Transmission d’Entreprise : le mode d’emploi de l’information / consultation du comité d’entreprise

La transmission d’entreprise peut correspondre à des opérations économiques ou juridiques très diverses qui impliquent autant de conséquences en termes de réorganisation et de restructuration :
– Opérations sur le capital (acquisition ou cession de titres, augmentation de capital),
– Apport partiel ou total d’actif,
– Cession (d’un fonds de commerce, d’éléments d’actif …),
– Fusion, scission, constitution de filiales …
Si les opérations sont ainsi très diverses, les enjeux en termes de ressources humaines sont tout aussi variés. Toutefois, la complexité juridique d’une opération n’augure pas toujours des difficultés sociales. Il est ainsi possible de classer les opérations en fonction de leurs complexités respectivement juridique et sociale. Que la transmission d’entreprise prenne la forme d’une opération sur le capital de l’entreprise sans changement d’employeur, ou qu’elle implique un changement d’employeur notamment en cas de vente ou fusion, le comité d’entreprise doit, pratiquement systématiquement, être informé et/ou consulté.
Ainsi, lors d’une transmission impliquant une réorganisation “simple”, il est informé et consulté sur le fondement d’articles figurant au “Livre 2” du Code du Travail : article L.2323-6 (marche générale de l’entreprise), article L.2323-14 (mutations technologiques), article L.2323-19 (modification de l’organisation économique et juridique de l’entreprise : notamment fusion, cession …), article L.2323-20 (opération de concentration), article L.2323-21 et suivants (OPA) et/ou article L.2323-27 (conditions de travail).
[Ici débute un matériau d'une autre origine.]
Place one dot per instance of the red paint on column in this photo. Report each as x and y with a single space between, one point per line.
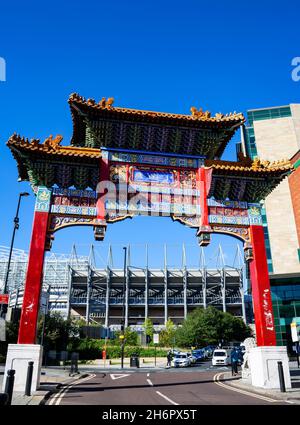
261 290
33 283
103 176
203 179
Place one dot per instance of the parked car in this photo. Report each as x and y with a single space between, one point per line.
192 357
221 357
199 355
181 360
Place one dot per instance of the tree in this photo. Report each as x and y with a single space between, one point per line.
167 335
148 328
210 326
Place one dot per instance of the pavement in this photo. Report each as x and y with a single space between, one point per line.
56 377
292 395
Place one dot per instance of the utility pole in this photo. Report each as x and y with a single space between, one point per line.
122 336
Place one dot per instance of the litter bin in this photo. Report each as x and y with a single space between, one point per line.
134 360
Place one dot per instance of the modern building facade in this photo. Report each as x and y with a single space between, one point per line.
78 288
274 133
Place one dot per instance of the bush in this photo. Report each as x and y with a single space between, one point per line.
91 349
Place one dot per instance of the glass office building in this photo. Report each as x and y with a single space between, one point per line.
286 306
285 286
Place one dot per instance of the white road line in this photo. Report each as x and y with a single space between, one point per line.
58 397
118 375
167 398
217 382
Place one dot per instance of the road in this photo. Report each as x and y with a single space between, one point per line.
156 388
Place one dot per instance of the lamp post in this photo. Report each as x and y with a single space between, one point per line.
16 226
122 336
Ne seront pas ici abordées les transmissions impliquant une réorganisation avec mise en oeuvre d’un plan de sauvegarde de l’emploi (“livre 1” du Code du travail).
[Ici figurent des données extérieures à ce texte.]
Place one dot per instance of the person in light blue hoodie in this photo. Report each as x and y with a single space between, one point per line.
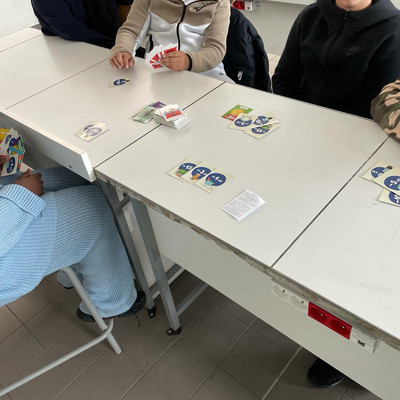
52 219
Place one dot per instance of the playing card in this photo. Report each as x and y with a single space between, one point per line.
390 180
184 167
214 180
11 144
197 173
242 121
91 130
146 114
389 197
381 167
260 131
119 82
235 111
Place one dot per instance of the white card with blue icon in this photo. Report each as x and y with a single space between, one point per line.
198 173
183 168
214 180
381 167
242 121
390 180
262 125
91 130
389 197
119 82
Objet de l’information et consultation du comité d’entreprise
Si les chefs d’entreprise et leurs conseils en droit des sociétés ne doutent pas de la nécessité d’informer et/ou consulter le comité d’entreprise en cas de transmission avec changement d’employeur, on rencontre parfois des réserves, ou à tout le moins des interrogations, s’agissant d’opérations sur le capital.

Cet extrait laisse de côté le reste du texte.